Role of lncRNA LINC01194 in hepatocellular carcinoma via the miR-655-3p/SMAD family member 5 axis

Figures & data

Table 1. The clinicopathological features for HCC patients

			lncRNA LINC01194
Characteristics	n = 40		Low expression (n = 20)	High expression (n = 20)	P
Age (y)	< 50	17	7	10	>0.05
	≥50	23	13	10
Sex	Male	32	15	17	>0.05
	Female	8	5	3
HBV	Absent	13	8	5	>0.05
	Present	27	12	15
Serum AFP level (ng/mL)	< 20	12	7	5	>0.05
	≥20	28	13	15
Tumor size (cm)	< 5	16	12	4	<0.05
	≥5	24	9	15
No. of tumor nodules	1	33	17	16	>0.05
	≥2	7	3	4
Cirrhosis	Absent	16	9	7	>0.05
	Present	24	11	13
Venous infiltration	Absent	24	13	11	>0.05
	Present	16	7	9
Edmondson-Steiner grading	I + II	30	17	13	<0.05
	III + IV	10	3	7
TNM tumor stage	I + II	30	18	12	<0.05
	III + IV	10	2	8

Figure 1. lncRNA LINC01194 is highly expressed in HCC. (a) RT-qPCR analysis of lncRNA LINC01194 in HCC tumor tissues, with non-tumor tissues serving as the negative control. (b) RT-qPCR analysis of lncRNA LINC01194 in Huh-7 and HCCLM3 HCC cells, with THLE2 cells serving as the negative control. *P < 0.01 vs. normal adjacent tissue; ^##P < 0.01 vs. THLE2 cells.
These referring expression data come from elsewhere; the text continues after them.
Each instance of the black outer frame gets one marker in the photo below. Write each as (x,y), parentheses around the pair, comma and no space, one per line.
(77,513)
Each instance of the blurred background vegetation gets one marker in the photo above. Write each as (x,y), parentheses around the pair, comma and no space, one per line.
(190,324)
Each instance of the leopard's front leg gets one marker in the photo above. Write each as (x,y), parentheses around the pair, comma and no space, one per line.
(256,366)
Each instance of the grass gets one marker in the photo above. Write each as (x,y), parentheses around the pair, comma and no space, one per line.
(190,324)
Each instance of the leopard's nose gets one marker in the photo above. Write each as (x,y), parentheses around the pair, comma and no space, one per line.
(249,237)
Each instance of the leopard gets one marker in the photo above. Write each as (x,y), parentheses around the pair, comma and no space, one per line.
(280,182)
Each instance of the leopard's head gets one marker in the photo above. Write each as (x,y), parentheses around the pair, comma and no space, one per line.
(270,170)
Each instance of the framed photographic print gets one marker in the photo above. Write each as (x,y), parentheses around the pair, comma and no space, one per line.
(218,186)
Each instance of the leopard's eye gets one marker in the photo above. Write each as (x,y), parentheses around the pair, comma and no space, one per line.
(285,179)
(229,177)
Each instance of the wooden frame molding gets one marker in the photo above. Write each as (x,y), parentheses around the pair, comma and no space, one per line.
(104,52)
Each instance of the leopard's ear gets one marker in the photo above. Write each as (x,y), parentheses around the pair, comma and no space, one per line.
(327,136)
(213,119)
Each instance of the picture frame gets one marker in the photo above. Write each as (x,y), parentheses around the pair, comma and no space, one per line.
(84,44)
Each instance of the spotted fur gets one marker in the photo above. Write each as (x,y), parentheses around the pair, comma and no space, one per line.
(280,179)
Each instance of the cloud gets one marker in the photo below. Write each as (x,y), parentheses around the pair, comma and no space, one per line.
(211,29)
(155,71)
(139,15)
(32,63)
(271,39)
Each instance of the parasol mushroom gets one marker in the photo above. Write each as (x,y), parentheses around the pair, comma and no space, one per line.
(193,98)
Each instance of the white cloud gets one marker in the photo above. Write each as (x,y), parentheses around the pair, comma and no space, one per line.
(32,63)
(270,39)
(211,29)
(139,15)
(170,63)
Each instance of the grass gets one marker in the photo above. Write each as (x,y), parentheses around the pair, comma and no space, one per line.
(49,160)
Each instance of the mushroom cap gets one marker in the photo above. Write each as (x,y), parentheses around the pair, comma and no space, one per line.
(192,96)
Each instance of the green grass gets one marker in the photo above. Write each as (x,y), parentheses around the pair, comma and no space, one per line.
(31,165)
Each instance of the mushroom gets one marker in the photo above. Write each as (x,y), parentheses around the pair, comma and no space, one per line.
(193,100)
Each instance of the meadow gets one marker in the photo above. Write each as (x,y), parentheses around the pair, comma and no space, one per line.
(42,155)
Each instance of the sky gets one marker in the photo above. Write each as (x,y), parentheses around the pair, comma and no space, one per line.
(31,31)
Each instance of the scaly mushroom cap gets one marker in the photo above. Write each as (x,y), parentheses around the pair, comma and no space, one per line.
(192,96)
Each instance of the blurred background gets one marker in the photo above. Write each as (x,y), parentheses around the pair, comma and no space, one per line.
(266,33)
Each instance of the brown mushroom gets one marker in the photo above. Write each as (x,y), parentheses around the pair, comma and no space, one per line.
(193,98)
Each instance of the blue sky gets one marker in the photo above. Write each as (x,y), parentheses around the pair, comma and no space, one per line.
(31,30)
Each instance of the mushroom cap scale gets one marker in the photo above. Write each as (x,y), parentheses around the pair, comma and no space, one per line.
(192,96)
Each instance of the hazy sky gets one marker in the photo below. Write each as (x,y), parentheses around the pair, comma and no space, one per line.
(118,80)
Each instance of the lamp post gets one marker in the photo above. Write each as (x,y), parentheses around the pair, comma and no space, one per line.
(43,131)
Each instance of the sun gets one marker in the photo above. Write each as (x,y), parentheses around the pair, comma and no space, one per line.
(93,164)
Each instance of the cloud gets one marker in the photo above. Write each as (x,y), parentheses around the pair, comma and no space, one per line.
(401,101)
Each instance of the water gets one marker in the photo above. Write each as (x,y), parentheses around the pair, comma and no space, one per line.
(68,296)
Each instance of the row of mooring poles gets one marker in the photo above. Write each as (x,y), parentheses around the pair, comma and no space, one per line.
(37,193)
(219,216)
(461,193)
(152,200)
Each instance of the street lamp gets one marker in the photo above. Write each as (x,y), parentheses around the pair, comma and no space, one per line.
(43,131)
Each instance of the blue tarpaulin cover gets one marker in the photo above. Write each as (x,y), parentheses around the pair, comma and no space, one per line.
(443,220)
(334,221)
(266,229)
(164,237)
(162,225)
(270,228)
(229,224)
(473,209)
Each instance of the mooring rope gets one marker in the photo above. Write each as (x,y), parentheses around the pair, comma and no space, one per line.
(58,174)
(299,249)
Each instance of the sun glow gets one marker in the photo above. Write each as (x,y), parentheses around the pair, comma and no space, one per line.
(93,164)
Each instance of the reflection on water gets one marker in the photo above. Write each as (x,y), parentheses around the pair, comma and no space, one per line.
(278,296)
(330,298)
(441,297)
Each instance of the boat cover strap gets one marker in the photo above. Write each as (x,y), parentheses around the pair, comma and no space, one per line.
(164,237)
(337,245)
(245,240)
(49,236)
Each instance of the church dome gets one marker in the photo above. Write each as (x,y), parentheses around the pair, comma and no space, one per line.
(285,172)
Figure 2. lncRNA LINC01194 functions as an miR-655-3p sponge in HCC cells. (a) StarBase software predicted the lncRNA LINC01194 on miR-655-3p 3ʹUTR. (b) miR-655-3p expression in the control mimic or miR-655-3p mimic transfected 293 T cells. (c) Direct binding relationship between lncRNA LINC01194 and miR-655-3p were confirmed using a dual-luciferase gene reporter gene assay. **P < 0.01 vs. control mimic.

Figure 3. miR-655-3p was downregulated in HCC tissues and cells. miR-655-3p expression in (a) pairs of tumor and matched non-tumor tissues from HCC patients, and (b) Huh-7 and HCCLM3 HCC cells, with THLE2 cells serving as the negative control were determined using RT-qPCR. **P < 0.01 vs. normal adjacent tissue; ^##P < 0.01 vs. THLE2 cells.
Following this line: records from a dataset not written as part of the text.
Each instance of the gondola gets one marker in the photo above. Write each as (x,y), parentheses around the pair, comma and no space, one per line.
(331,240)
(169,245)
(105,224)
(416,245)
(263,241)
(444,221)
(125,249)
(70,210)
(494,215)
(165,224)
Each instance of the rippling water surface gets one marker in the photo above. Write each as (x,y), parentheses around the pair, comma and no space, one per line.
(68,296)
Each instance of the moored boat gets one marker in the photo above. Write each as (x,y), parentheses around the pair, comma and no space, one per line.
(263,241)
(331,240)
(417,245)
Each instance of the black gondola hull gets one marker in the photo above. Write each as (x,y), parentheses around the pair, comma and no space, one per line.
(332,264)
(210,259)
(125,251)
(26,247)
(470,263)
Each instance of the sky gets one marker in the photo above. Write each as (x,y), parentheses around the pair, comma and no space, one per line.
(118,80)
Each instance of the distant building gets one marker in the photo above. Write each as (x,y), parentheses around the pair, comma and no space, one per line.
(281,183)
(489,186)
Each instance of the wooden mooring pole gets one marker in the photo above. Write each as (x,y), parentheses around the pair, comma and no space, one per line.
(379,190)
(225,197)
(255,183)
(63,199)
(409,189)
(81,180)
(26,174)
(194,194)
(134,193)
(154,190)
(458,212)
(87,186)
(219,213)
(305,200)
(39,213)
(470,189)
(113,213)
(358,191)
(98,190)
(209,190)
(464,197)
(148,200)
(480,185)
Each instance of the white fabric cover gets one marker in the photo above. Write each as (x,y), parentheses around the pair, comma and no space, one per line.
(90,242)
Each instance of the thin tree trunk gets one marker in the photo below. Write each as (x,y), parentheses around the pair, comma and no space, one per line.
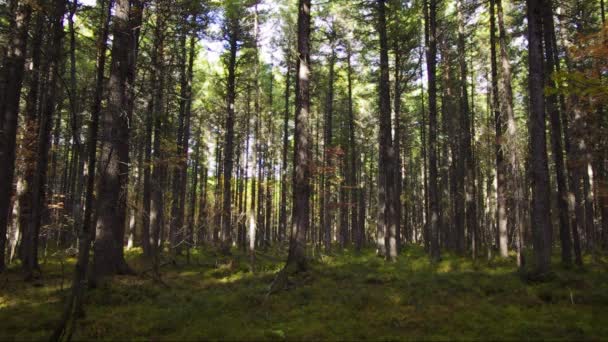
(114,158)
(301,188)
(431,51)
(73,306)
(12,80)
(541,211)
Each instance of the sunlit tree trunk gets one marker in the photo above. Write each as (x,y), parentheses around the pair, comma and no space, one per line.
(12,80)
(301,188)
(430,7)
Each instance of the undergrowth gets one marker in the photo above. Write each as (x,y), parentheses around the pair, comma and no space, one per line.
(344,296)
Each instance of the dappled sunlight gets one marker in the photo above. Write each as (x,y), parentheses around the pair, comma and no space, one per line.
(218,298)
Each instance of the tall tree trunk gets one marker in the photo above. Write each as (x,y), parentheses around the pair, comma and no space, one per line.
(541,210)
(501,174)
(397,169)
(73,305)
(114,158)
(157,199)
(283,205)
(465,142)
(356,224)
(229,142)
(45,123)
(506,110)
(301,188)
(556,134)
(430,8)
(328,156)
(30,134)
(12,80)
(386,208)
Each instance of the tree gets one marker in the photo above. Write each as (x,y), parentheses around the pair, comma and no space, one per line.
(430,9)
(301,206)
(12,80)
(114,157)
(541,210)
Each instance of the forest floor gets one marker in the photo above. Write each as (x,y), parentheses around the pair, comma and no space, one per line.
(343,297)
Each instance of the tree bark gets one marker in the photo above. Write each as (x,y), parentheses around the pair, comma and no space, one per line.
(541,211)
(431,52)
(12,79)
(301,207)
(114,157)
Figure 4. LINC01194 negatively regulates miR-655-3p in Huh-7 cells. (a) The efficiency of LINC01194 knockdown was verified using RT-qPCR. Detection of miR-655-3p levels following transfection with miR-655-3p inhibitor (b), and LINC01194 siRNA and miR-655-3p co-transfection group (c) using RT-qPCR. **P < 0.01 vs. control siRNA; ^##P < 0.01 vs. inhibitor control; ^&&P < 0.01 vs. LINC0119-siRNA + control inhibitor. miR, microRNA.

Figure 5. lncRNA LINC01194 knockdown inhibits HCC cell migration and invasion via miR-655-3p. (a) CCK-8 assay was performed to check Huh-7 cell growth. (b-d) Determination of cyclin D1 and MMP9 levels using Western blotting and RT-qPCR analysis, respectively. (e-h) Migrated and invaded Huh-7 cells were analyzed using a transwell assay. **P < 0.01 vs. control siRNA; ^##P < 0.01 vs. LINC0119-siRNA + control inhibitor.
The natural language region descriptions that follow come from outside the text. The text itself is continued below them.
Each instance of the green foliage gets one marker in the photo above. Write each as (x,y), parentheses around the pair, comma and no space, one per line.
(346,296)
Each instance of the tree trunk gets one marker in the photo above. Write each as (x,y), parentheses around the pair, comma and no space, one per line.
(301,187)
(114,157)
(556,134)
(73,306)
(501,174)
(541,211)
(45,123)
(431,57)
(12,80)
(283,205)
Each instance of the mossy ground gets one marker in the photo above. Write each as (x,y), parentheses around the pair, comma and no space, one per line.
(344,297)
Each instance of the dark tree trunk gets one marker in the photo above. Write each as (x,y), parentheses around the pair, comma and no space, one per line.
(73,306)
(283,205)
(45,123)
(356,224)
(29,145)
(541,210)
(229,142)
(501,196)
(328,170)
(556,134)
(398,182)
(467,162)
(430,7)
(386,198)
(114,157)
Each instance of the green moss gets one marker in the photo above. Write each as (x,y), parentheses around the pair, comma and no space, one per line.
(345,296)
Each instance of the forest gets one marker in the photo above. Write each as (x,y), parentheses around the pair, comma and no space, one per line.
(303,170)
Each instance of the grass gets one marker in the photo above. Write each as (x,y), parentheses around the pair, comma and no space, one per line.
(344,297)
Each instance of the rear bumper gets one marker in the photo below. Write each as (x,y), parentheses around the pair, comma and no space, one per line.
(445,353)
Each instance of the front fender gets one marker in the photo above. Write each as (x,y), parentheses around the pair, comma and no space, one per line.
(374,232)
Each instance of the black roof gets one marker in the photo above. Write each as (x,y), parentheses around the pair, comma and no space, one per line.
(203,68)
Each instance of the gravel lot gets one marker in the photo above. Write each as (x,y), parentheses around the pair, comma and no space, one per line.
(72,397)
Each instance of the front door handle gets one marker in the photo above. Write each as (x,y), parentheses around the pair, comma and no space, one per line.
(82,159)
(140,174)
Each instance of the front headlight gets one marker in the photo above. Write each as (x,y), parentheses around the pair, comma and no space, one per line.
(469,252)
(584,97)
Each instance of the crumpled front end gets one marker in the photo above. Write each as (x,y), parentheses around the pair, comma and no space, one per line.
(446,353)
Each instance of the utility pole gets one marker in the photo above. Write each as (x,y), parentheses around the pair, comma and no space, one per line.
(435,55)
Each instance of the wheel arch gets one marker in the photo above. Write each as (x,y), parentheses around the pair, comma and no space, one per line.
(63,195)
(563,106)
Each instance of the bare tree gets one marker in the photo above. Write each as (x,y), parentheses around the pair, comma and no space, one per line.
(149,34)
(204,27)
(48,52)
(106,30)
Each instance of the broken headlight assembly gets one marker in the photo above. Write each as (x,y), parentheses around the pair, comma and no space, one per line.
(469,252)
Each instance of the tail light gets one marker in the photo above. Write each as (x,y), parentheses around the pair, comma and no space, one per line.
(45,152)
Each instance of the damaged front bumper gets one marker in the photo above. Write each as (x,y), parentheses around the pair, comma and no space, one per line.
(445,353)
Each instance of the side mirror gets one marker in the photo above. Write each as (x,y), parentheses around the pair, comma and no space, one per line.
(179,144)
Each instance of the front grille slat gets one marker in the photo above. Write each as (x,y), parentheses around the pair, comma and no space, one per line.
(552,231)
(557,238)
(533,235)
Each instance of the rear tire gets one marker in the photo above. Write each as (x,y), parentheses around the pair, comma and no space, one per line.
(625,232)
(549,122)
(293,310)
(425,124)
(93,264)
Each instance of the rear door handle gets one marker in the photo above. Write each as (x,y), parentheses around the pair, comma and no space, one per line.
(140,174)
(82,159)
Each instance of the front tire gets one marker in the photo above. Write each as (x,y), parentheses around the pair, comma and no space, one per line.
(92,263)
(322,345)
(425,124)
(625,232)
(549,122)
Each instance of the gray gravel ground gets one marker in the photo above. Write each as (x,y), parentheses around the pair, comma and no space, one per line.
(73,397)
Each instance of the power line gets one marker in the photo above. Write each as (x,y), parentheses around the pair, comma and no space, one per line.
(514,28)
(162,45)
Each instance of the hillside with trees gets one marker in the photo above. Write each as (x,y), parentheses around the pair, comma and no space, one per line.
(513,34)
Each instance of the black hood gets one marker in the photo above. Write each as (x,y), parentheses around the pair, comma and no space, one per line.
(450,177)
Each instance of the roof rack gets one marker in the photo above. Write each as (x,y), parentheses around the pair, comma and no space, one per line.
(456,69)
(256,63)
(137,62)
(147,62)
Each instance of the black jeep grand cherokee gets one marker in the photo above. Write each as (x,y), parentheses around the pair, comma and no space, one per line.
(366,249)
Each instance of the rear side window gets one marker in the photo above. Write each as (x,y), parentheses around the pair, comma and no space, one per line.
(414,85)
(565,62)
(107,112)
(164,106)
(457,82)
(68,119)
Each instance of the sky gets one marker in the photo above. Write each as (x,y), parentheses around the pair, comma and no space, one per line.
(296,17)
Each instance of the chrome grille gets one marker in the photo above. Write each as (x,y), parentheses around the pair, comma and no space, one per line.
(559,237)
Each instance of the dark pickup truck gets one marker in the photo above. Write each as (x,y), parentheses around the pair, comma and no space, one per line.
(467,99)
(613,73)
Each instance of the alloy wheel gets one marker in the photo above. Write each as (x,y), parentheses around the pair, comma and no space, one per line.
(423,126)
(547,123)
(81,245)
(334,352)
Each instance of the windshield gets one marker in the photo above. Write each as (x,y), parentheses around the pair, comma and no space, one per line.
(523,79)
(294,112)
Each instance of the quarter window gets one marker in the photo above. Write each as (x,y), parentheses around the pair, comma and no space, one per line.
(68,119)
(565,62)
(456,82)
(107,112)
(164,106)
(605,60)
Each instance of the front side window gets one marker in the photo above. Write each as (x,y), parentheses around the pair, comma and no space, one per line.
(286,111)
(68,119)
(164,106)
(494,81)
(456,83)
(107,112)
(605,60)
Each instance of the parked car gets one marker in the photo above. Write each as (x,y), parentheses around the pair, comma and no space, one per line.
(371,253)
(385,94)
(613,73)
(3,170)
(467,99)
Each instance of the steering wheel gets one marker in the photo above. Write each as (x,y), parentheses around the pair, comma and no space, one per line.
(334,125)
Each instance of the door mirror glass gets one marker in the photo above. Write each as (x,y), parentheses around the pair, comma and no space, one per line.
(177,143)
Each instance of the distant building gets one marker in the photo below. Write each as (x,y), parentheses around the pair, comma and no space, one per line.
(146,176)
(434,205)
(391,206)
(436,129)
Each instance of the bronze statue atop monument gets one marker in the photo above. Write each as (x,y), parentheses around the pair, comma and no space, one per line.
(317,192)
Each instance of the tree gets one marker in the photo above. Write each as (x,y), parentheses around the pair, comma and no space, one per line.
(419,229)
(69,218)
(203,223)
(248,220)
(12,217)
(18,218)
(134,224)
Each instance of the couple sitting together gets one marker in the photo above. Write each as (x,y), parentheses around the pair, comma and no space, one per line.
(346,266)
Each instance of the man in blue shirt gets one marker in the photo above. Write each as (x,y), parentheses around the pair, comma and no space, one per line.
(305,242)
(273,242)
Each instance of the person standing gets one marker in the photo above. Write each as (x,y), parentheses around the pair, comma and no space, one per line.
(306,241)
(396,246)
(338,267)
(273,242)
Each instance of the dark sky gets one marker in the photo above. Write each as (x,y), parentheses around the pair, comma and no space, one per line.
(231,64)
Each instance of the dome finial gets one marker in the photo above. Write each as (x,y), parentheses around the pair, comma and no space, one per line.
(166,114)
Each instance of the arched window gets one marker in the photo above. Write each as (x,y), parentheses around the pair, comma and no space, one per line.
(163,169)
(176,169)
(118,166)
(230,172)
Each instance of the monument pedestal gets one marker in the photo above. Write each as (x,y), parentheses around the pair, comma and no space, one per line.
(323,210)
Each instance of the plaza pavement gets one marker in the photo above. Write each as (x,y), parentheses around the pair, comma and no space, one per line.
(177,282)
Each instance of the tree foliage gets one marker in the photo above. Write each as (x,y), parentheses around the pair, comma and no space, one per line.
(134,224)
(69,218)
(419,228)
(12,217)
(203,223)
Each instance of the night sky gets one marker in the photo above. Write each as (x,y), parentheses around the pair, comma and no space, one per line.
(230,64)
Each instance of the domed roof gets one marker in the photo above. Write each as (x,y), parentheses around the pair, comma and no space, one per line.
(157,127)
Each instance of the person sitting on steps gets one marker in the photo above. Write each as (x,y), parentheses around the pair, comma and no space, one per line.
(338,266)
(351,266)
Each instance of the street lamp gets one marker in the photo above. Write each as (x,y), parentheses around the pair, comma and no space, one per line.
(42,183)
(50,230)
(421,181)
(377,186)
Figure 6. lncRNA LINC01194 knockdown promotes HCC cell apoptosis by regulating miR-655-3p. (a and b) Flow cytometry analysis of apoptotic Huh-7 cells. (c) Western blotting analysis of apoptosis-related proteins Bax and Bcl-2 levels. (d) Semi-quantitative analysis of Bax, Bcl-2, and Bcl-2/Bax expression. **P < 0.01 vs. control siRNA; ^##P < 0.01 vs. LINC0119-siRNA + control inhibitor.

Figure 7. miR-655-3p negatively targets SMAD5 in Huh-7 cells. (a) TargetScan software predicted the miR-655-3p on SMAD5 3ʹUTR. (b) A dual-luciferase reporter gene assay was conducted to verify the binding sites between miR-655-3p and SMAD5. (c) miR-655-3p mimic efficiency was verified using RT-qPCR assay. (d and e) SMAD5 expression was evaluated using RT-qPCR and Western blotting in miR-655-3p overexpression Huh-7 cells. (f and g) RT-qPCR and Western blotting analysis of SMAD5 level in miR-655-3p inhibitor transfected Huh-7 cells. **P < 0.01 vs. mimic control; ^##P < 0.01 vs. control inhibitor.